With all the past failed mmo there really wasn't anything.
WoW has a huge culture behind it now, so many people decided they like it that it isn't just a game now, it is a lifestyle. It's pretty scary.
There is WSG and MLG that host WoW tournaments, as well as the official blizzard ones. That alone feeds the population of wow, and gives people something to push for; similar to how people grow up wanting to be a professional athlete, people are growing up wanting to be professional gamers; it is a form of entertainment for many to watch WoW arena matches, speculate on class balancing, strategy, etc.
The original guild wars was successful for a similar, but not as pronounced reason; first off it had no monthly subscription which is what brings people in to try it out; then they had a ranked arena system before WoW did, which allowed people to compete against each other in a more tangible way then just "My guild is better then your because I said so".
Now it is "My guild/team is better then yours because we have a ranking system that proves it is".
For the majority of gamers they are looking for some competition; humans naturally want to compete and try to be better then one another, that is how we have developed into our modern society.
And you may be thinking, well that only explains why people would play for PVP, but that is far from true.

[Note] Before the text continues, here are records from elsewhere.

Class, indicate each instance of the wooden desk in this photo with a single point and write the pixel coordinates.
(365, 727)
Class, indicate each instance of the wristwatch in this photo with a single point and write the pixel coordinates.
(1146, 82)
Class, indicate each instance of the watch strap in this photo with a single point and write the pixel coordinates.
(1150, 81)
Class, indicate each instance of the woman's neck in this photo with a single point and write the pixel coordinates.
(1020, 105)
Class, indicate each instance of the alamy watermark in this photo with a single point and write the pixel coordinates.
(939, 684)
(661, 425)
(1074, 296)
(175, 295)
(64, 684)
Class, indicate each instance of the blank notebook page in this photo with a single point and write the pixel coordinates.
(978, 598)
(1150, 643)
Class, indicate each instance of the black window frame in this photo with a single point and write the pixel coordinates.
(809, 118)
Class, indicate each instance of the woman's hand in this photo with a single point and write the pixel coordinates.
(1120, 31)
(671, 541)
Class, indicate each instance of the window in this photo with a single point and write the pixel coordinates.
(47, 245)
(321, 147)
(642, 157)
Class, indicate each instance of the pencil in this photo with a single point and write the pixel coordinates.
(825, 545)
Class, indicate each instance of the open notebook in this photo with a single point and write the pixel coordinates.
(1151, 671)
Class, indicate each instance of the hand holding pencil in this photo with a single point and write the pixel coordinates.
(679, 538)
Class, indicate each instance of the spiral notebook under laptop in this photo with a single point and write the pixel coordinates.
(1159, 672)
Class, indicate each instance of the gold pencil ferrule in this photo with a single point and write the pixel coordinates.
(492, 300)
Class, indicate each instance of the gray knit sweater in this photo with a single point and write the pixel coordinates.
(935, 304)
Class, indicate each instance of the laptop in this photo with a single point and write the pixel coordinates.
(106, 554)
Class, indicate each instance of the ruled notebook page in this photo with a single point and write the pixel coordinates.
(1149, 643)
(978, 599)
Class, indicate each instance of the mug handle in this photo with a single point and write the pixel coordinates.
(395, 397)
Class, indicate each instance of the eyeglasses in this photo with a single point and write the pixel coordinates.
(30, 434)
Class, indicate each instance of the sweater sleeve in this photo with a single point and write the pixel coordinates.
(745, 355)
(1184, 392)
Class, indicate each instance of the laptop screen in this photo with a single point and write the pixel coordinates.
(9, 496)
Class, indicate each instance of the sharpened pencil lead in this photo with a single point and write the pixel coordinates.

For the same reason people compete for "world firsts" or "server firsts" with PVE content. There is no officially moderated blizzard rankings for PVE, but you can find a ton of sites monitoring all of the major guilds and their RAID progression. Of course it has stagnated now since there hasn't been any new RAID content for WoW other then Ruby sanctum in a while, which wasn't even a progression instance it was just extra filler.
Basically, if a MMO developer can successfully give people something to constantly push for, and compete against each other which, then the game has a good chance of being successful.
Of course that doesn't mean because you have done this it will be instantly successful. You need to cover the basics first, like.... is the combat system enjoyable? Does it work for PVP? Does it work for PVE? Is it balanced?
Age of Conan failed a several of those. In additional to having almost 0 content past the lvl 40 mark.
WAR was fundamentally flawed from the start because they tried to hard to make it like WoW, and failed miserably. The combat system was clunky and laggy, and just generally made you feel like "OK, so the combat is supposed to play like wow, but it feels like WoW combat programmed by a junior level programmer"
The whole "you can do scenarios from the start and pvp to level if you want" and "public quest system" was genius though, but it didn't save them from the fact that, if the combat system sucks, the game sucks.
Aion had a great combat system, but the combat system failed once you got into PVP because the use of flying.
Also the keep system for aion failed because the combat system did not really take into account zerg combat, which is what aion keep taking was.